Un súbito resplandor en la ventana distrajo a Dorothy de su creciente rabia. El sol había inundado la ciudad. Pasaba un autobús y en el techo temblaban gotas de lluvia; entre ellas esparció el sol un arco iris, alfilerazos de color que tiritaban al viento. Clare lo miró también y siguió mirando por la ventana cuando el autobús hubo pasado.

Dorothy le siguió la mirada. Era un antiguo cine, por entonces una capilla. El toldo decía «Venid a mí todos los que estáis fatigados y cargados, que yo os aliviaré». Al poco, el reflejo de Clare en la ventana se hizo nítido. Mejillas abajo corrían dos gigantescas lágrimas.

Dorothy volvió a sentirse con el control de la situación. Aquello sí podía manejarlo.

—¿Qué te pasa, Clare? —preguntó gentilmente.

—De todo —dijo la otra sin precisar—. Viene de tan lejos.

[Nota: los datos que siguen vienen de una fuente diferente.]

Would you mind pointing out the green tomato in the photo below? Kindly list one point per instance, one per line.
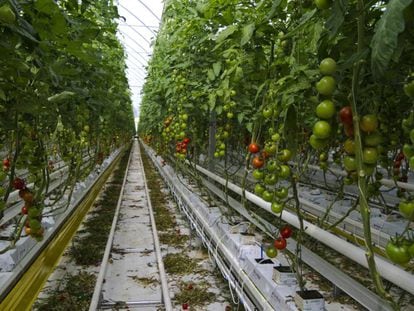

(La cara de Clare, un silencioso retrato de la desolación, permaneció en la ventana. Los hombros echaron a temblar. La boca se abrió flojamente y Dorothy la oyó llorar. Clare se removió en el asiento tratando de ocultarlo.)

—¿De qué se trata, Clare?

Dorothy iba a replicar cuando vio el reloj.

—Mira, Clare, lo siento. Tengo que volver al trabajo dentro de un minuto. Ven a cenar esta noche y me lo cuentas todo.

Clare inspiró larga y temblorosamente, interrumpiéndose para soltar un sollozo.

—Son demasiadas cosas —se frotó los ojos frenéticamente—. No pasa nada, Dorothy. Te lo agradezco, pero estaré ocupada esta noche.

—Sea lo que sea, déjalo para mañana. Necesitas charlar y tú lo sabes. Ven esta noche, por favor. Y prométeme que me lo contarás. Por favor.

—No tienes por qué escuchar mis problemas —Clare sonrió para demostrar que ya lo había superado.

—Sí tengo. Ven, por favor —Dorothy la miró—. A veces me siento sola.

—De acuerdo —dijo Clare después de un silencio. Su voz sonaba cansada y algo indefensa.

Caían las primeras gotas de una nueva llovizna fuera de la acera cuando salieron de la zona peatonal de St. John.

—Te veo a las ocho —dijo Dorothy. Clare hizo un pequeño gesto de asentimiento sin sonreír y se fue rápidamente. Dorothy contempló su figurita que se encogía entre la multitud. Parecía ir sin rumbo, como un niño perdido. Pronto la multitud la engulló. Dorothy sólo veía las cabezas más altas. Puesto que había podido por fin llorar, esperaba Dorothy que pudiera hablar. Echó a correr para ganarle terreno a la lluvia.